Oyuncu, masasındaki birkaç veri ile uğraşırken, Duygusuz ve İsimsiz uzlaşamadıkları bir konu hakkında oldukça hararetli bir tartışmanın içerisindeydiler. Açık pencereden üzerilerine vuran gün ışığı, üç adamın da karanlık taraflarını aydınlığa kavuştursa da asla ürkünç görüntülerine leke düşürmemişti. Kaşları çatık, önündeki kağıtlara bakan Oyuncu, başını kaldırıp kendilerine baktığında bile fikirleri değişmemişti.

Kapıdan tarafta duran genç, Hannah'tı. Hemen yanında Mehir ve Nolan yer ediniyordu. Nolan'ı takip eden sırada ise Doris, Poyraz, Kira ve Ian bulunuyordu. Kendilerinden ve ne diyeceklerinden haberi olmayan gençler, kararsız bakışlarla bir süre daha eğitmenlerine bakarak yutkundukları vakit, bu döngüye sinirlenen Duygusuz çıkışmıştı. Zaten sinirlenmediği bir an olsa şaşırılırdı.

"Ne diyeceksiniz deyin. Sizi bekleyemem."

Kendisine sinirle bakan kahverengi gözlere, tezat bir gıcıklıkla baktı, Mehir. Yeşil gözleri, Duygusuz'un pelerinine bakarken aşağılar nitelikteydi. Dudaklarında oynamayan mimikler, düzlükle çizilmişti. Koyu kumral saçlarının bir açık tonuna sahip saçları incelemeyi bırakıp ağzını açtığında ise tüm bakışmalar son bulmuştu.

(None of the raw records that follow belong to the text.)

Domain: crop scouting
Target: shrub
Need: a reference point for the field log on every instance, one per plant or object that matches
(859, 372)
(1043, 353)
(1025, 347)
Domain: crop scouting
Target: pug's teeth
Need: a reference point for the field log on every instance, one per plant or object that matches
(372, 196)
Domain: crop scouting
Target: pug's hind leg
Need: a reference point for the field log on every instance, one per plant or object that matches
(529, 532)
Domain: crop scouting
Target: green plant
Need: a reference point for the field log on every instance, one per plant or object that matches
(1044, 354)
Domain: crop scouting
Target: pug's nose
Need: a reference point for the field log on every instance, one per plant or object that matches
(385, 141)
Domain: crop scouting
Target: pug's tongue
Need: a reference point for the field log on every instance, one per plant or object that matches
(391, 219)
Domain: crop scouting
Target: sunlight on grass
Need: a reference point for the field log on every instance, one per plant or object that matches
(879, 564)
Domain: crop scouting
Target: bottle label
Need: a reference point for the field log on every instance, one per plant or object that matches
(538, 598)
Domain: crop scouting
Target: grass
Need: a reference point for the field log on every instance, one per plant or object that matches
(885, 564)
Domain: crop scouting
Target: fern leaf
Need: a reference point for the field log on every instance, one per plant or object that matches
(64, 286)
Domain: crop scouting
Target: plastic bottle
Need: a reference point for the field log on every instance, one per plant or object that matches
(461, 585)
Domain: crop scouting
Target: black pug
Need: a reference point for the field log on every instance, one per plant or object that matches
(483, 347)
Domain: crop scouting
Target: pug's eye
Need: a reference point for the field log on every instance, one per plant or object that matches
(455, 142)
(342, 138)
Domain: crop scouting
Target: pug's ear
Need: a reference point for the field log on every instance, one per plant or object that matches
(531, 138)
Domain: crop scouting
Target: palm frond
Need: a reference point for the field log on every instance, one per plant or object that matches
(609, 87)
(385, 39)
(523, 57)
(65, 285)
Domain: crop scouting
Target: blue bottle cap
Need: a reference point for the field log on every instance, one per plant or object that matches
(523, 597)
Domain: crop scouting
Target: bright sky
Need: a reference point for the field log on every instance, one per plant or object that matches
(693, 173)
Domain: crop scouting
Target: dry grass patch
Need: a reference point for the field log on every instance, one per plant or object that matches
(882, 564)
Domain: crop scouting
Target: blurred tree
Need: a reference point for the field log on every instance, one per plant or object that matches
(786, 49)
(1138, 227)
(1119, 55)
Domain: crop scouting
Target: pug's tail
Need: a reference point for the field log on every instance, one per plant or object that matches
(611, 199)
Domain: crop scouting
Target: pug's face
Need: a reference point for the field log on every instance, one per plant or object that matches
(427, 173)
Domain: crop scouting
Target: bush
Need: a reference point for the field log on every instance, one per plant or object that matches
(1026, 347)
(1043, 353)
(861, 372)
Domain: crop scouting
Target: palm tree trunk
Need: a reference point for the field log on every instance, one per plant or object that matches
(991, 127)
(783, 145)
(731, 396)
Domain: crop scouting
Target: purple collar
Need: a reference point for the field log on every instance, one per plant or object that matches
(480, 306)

"Sizi meşgul etmek gibi bir niyetim yok. İnanın, şu anki durumum sadece benim irademe kalsa, bu konuyu tartışıyor bile olmazdık. Fakat işler rotadan çıktı. Artık yönlendiremiyorum. Sizden tek istediğim, hiçbir şey söylemeden beni dinlemeniz. Belki peri masalı gelebilir, inanmak istemeyebilirsiniz. Anlarım çünkü anlatacaklarım normal şeyler değil. Ama lütfen. Lütfen sözümü kesmeden dinleyin."

Emir verir tonda ancak nazik cümleler ile eğitmenleri ikna etmeye çalışan Mehir'e soğukkanlılıkla bakıyordu arkadaşları. Biraz sonra odadan bile kovulabilirlerdi çünkü inanılması güç şeylerdi yaşadıkları, yaşatacakları. Bu yüzden sessiz kalıp Mehir'i beklediler. Bu yükün altından kalkabilecek tek kişi oydu.

Eğitmenlerde ise durum daha da farklıydı. Buraya bir öğrencinin isteği üzerine gelmişler ve anlatacaklarını dinlemeye koyulmuşlardı. Normalde kesinlikle dinlemezlerdi ama bu kızın bildikleri de baştan beri hepsinin dikkatini çekiyordu. Asperatus'u kaçırmayı düşünen bir kişinin, kim bilir daha ne gibi hedefleri vardı. Biraz kızgın, biraz öfkeli ama en çokta meraklı gözlerle karşılarındaki kızı onayladıklarında, sessiz olmayı düşünüyorlardı ancak İsimsiz bu gerginliği bozmuştu.

"Diyelim ki, anlatacakların doğru. Bu kısımda bizden ne istiyorsun?" Kırmızı gözler, kısık bir şekilde Mehir'e bakıyordu. Duruşunu dahi bozmamıştı, genç adam.

"Ne istediğimi ben söylemeyeceğim. Duyduğunuzda harekete geçmek isteyecek olan sizler olacaksınız. Dolayısı ile bana danışmak zorunda kalacaksınız."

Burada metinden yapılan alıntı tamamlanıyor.